E foi precisamente durante uma ceia pascoal que Jesus
instituiu a Missa e a Eucaristia, cujos significados místicos são
frequentemente associados à alimentação em torno de uma mesa, obviamente
sagrada: o altar.
Outra prefigura eucarística é o maná que alimentou os judeus
no deserto.
Após a Ressurreição, Jesus se tornou patente aos apóstolos
na hora de partir o pão na mesa em Emaús. E assim poderíamos prosseguir com numerosos
exemplos.
Basta mencionar que as grandes festas litúrgicas ou
religiosas são acompanhadas com nobres, mas deliciosas refeições em comum,
familiares e sociais, como no Natal, na Páscoa, nas festas dos santos
padroeiros etc.
Porém, o professor que citamos observa que sob o pretexto de
progresso e modernidade estamos regredindo ao primitivismo. Morre o convívio,
apaga-se a religião no lar e na sociedade, se estiolam a cultura e o contato
entre as almas com a morte dos almoços e jantares em que predomina o contato de
alma a alma entre familiares.
Essa decadência está sendo feita sob o pretexto, continua o
ensaísta, de “mudanças tecnológicas que facilitam o abandono social: uma
rede eletrônica que não aperta sua mão nem beija seu rosto; formas de entretenimento
solitário, sem trocas emocionais com outras pessoas”.

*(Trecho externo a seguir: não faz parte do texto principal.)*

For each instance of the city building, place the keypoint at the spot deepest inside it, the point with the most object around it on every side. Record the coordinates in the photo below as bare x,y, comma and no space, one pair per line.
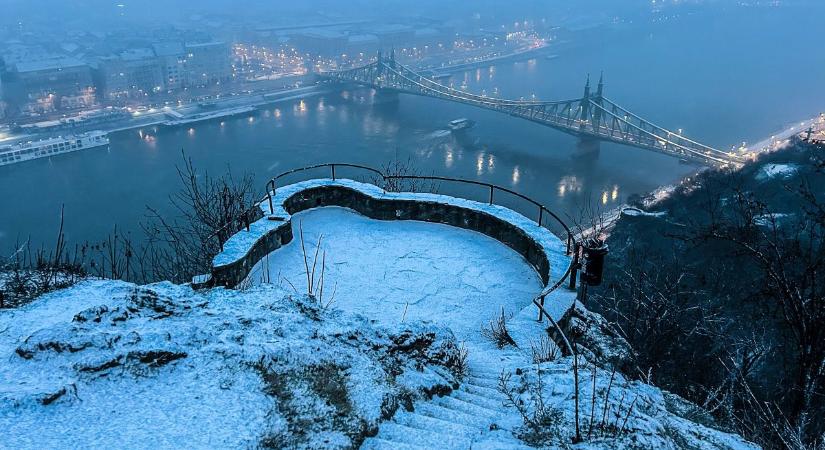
39,87
320,42
366,44
394,35
207,64
172,59
133,74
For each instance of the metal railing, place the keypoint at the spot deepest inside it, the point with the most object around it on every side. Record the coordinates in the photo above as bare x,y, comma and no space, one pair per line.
572,247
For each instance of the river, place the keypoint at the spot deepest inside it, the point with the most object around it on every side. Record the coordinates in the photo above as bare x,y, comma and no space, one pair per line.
724,76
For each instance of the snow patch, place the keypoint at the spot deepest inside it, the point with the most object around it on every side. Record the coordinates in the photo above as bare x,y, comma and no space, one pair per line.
783,171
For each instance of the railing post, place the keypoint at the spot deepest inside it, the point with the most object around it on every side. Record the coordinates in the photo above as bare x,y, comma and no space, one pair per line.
574,267
269,193
541,308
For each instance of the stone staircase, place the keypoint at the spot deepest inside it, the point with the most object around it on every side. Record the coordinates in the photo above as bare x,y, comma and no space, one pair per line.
471,417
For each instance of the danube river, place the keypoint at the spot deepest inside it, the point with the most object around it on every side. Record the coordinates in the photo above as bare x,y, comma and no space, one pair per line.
720,75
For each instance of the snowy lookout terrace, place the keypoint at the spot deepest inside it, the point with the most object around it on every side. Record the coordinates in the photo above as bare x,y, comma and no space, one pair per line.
545,242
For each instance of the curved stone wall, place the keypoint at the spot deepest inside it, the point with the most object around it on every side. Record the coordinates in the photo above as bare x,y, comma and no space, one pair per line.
274,230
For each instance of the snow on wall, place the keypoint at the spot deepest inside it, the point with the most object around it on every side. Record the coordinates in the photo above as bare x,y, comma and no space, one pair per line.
242,243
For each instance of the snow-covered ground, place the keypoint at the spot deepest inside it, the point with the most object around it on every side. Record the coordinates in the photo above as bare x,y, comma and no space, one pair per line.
112,365
416,271
462,280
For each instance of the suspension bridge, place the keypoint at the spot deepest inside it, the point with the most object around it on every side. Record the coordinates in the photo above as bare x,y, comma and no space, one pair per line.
593,116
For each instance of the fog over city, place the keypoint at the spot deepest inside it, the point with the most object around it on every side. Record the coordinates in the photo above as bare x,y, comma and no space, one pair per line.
431,224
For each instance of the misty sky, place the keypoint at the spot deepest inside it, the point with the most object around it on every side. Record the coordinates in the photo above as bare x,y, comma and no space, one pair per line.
100,13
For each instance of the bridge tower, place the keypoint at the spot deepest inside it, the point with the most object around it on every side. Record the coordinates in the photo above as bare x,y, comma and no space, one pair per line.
385,96
588,147
584,107
597,112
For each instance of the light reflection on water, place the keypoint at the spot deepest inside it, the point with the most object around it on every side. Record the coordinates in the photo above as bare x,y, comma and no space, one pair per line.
100,188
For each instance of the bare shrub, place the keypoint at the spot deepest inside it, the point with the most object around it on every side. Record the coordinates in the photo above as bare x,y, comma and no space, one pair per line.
541,421
315,284
543,350
497,331
27,274
400,176
208,211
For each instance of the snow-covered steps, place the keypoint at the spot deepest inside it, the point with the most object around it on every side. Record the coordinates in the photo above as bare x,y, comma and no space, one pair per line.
471,417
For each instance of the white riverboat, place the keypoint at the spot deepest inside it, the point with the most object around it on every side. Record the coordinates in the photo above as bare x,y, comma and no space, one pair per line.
460,125
29,150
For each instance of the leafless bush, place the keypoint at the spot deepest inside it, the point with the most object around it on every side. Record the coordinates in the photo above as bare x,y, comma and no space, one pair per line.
207,212
459,365
497,331
315,285
28,273
541,421
401,177
544,350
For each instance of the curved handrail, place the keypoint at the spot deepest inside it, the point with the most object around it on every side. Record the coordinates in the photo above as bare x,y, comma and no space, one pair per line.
572,246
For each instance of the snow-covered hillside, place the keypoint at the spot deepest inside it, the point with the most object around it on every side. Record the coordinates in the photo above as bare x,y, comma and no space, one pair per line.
110,364
113,365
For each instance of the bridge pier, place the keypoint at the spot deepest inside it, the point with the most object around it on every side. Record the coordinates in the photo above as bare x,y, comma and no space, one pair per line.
588,148
383,96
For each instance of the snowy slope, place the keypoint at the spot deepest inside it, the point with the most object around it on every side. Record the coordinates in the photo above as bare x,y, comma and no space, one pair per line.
110,364
113,365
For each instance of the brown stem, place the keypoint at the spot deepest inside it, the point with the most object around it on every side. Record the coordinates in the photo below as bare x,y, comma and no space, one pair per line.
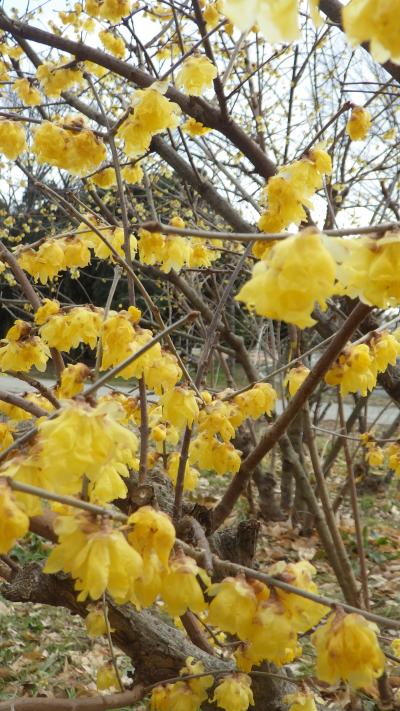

Quantas vezes num bar vemos grupos de rapazes e moças que
não trocam uma palavra sequer, cada qual grudado em seu smartphone? Ou
estudantes e até professores universitários que na mesa não falam nada e no
máximo cada um exibe uma imagem ou uma mensagem de texto que apareceu em seu
dispositivo móvel?
No livro, o Prof. Fernández Armesto trata da história da
conversa e do convívio nas refeições como assunto inseparável de outro tipo de
relacionamento entre os seres humanos entre si e com a natureza: o nível da
culinária que desperta a inteligência.
Ele traça conexões em cada estágio entre a comida do passado
e a maneira como é consumida hoje.
Os belos serviços e talheres desaparecem e vai ficando o
sanduíche dentro de um envelope num McDonald, ou fast-food equivalente,
e um copo de plástico descartável sem muita preocupação se a mesa fica suja ou
não, e se o conviva sentado em frente se sentiu atendido ou interpretado.
Por isso, o professor acha que é possível identificar na
história dos povos civilizados oito revoluções na história da refeição. Essas
afetaram outros aspectos da história da humanidade, tornando-a ou mais
convivial e amável, ou mais insensível e brutal.